公式ドキュメントdvisvgm.man1.pdfには次のように書かれている。

pdf:mapfile and pdf:mapline allow for modifying the font map tree while processing the DVI file. They are used by CTeX, for example. dvisvgm supports both, the dvips and dvipdfm font map format.

  • dvisvgmはdvipdfmxのpdf:maplinepdf:mapfileのspecial命令をサポートする。
    • dvipdfmxと同様に、dvipsとdvipdfmの両方のマップ行形式をサポートする。

実際の動作では

  • マップ行の修飾子(+-)はサポートしていない
    • 例えば「+foo …」というマップ行を書くと「+fooというTFMに対するマップ指定」と見なされる。
  • 既に行われたマップ指定を変更する操作はサポートしていない😢😢😢
    • 「修飾子無し」のマップ行はdvipdfmxでは「古い設定を置換」になるはずだが、実際には無視されてしまう。
  • dvipdfmx形式のマップ行の-lオプションはサポートしていない
    • pdf:mapline: invalid option: -l」という警告が出る。

和文フォントに対する動作は

dvisvgmはdvipdfmxの和文用のマップ行指定(第2項にCMapを指定する)に対応しているようだ。

dvipdfmxで有効な設定パターンを用いて出力がどうなるかを試してみると以下のようになった。

※「TTF」は「2004JIS字形が既定であるTrueTypeグリフのフォント」、「CFF」は「CFFグリフのフォント」を物理フォント(第3項)に指定した場合を指す1。

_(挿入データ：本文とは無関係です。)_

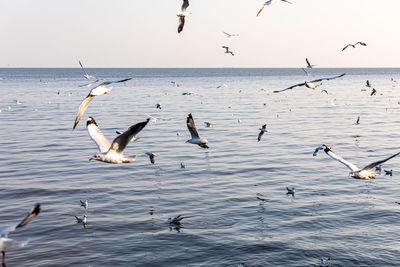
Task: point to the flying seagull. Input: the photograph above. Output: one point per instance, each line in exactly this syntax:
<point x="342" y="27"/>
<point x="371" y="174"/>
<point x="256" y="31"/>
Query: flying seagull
<point x="268" y="3"/>
<point x="356" y="172"/>
<point x="202" y="142"/>
<point x="227" y="51"/>
<point x="354" y="45"/>
<point x="230" y="35"/>
<point x="6" y="242"/>
<point x="263" y="129"/>
<point x="311" y="84"/>
<point x="100" y="89"/>
<point x="113" y="153"/>
<point x="87" y="76"/>
<point x="182" y="15"/>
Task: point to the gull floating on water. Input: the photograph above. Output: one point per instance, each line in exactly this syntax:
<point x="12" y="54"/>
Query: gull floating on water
<point x="202" y="142"/>
<point x="6" y="242"/>
<point x="113" y="153"/>
<point x="100" y="89"/>
<point x="268" y="3"/>
<point x="356" y="172"/>
<point x="310" y="84"/>
<point x="182" y="14"/>
<point x="354" y="45"/>
<point x="263" y="129"/>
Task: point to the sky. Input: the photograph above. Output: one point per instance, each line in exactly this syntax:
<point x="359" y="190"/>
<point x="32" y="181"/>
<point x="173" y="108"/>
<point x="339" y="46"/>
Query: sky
<point x="143" y="34"/>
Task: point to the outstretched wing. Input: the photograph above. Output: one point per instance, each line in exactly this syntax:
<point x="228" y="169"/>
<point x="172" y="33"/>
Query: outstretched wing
<point x="192" y="127"/>
<point x="329" y="78"/>
<point x="97" y="136"/>
<point x="32" y="214"/>
<point x="374" y="164"/>
<point x="349" y="165"/>
<point x="82" y="108"/>
<point x="122" y="140"/>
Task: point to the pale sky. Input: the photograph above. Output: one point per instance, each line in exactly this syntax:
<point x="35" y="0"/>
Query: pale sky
<point x="143" y="34"/>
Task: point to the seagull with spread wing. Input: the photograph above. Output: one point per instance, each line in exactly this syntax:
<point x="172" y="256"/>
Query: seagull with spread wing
<point x="202" y="142"/>
<point x="100" y="89"/>
<point x="112" y="153"/>
<point x="354" y="45"/>
<point x="364" y="173"/>
<point x="311" y="84"/>
<point x="268" y="3"/>
<point x="182" y="14"/>
<point x="6" y="242"/>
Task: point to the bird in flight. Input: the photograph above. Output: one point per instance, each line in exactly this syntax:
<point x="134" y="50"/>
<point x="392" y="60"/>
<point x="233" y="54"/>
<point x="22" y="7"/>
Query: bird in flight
<point x="112" y="153"/>
<point x="182" y="14"/>
<point x="354" y="45"/>
<point x="100" y="89"/>
<point x="311" y="84"/>
<point x="364" y="173"/>
<point x="268" y="3"/>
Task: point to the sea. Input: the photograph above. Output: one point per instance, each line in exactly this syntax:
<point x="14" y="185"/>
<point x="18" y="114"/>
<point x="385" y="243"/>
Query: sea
<point x="232" y="196"/>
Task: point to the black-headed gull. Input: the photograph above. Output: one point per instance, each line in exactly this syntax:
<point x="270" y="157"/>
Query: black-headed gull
<point x="311" y="84"/>
<point x="202" y="142"/>
<point x="6" y="242"/>
<point x="364" y="173"/>
<point x="100" y="89"/>
<point x="182" y="14"/>
<point x="112" y="153"/>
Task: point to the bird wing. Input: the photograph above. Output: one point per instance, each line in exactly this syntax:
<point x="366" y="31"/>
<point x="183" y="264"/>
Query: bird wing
<point x="32" y="214"/>
<point x="291" y="87"/>
<point x="185" y="5"/>
<point x="122" y="140"/>
<point x="82" y="108"/>
<point x="192" y="127"/>
<point x="327" y="79"/>
<point x="349" y="165"/>
<point x="97" y="136"/>
<point x="181" y="23"/>
<point x="376" y="163"/>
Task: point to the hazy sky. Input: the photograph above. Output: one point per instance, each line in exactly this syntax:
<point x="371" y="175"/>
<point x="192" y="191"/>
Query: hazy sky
<point x="133" y="33"/>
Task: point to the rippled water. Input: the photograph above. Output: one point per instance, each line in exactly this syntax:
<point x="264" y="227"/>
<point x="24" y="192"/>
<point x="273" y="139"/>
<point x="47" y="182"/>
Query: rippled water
<point x="354" y="222"/>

欄中の「2000JIS」は「2000JIS字形で正常に文字が出力された」ことを表す。
※「TTF」ではCIDでのグリフアクセスができないので、必ず既定のグリフ(つまり2004JIS字形)が使われるのが正しい動作である。

[pTeX・JIS系の和文TFM使用時]

Cmap指定 TTF CFF
H ⭕2004JIS ⚠️2004JIS
2004-H ⭕2004JIS ⭕2004JIS

[upTeX・Unicode系の和文TFM使用時]

Cmap指定 TTF CFF
UniJIS-UTF16-H ❌文字化け ⭕2000JIS
UniJIS2004-UTF16-H ❌文字化け ⭕2004JIS
unicode ⭕2004JIS ⭕2004JIS
  • HとCFF」の組み合わせで2004JISになるのが不可解である🤔
    • 一見、CMapを無視して独自で「JIS→Unicode」で変換しているように思えるが、実際はそうではなく、HのCMapファイルの内容は正しく解釈されているようだ2
    • dvipdfmxではTTFの場合(CIDアクセス不可)に「CMapでCIDに変換した後、ToUnicodeマップ(Adobe-Japan1-UCS2)でさらにUnicodeに変換する」という処理が行われるが、dvisvgmはこれをCIDアクセス可能なCFFの時にも適用しているように思える。
    • 元がUnicodeである場合はこれと正反対で、TTFとCFFのどちらの場合も「さらにUnicodeに変換」を適用していないと思われる。このため、CFFでは正しい字形が選ばれるが、TTFでは文字化けになってしまう。

まとめ


  1. 具体的に使用したのは「TTF」が「IPA明朝」(ipam.ttf)、「CFF」が「原ノ味明朝 Bold」(HaranoAjiMincho-Bold.otf)。
  2. 「CMapファイルの内容をわざと改変する」等の方法で確認した。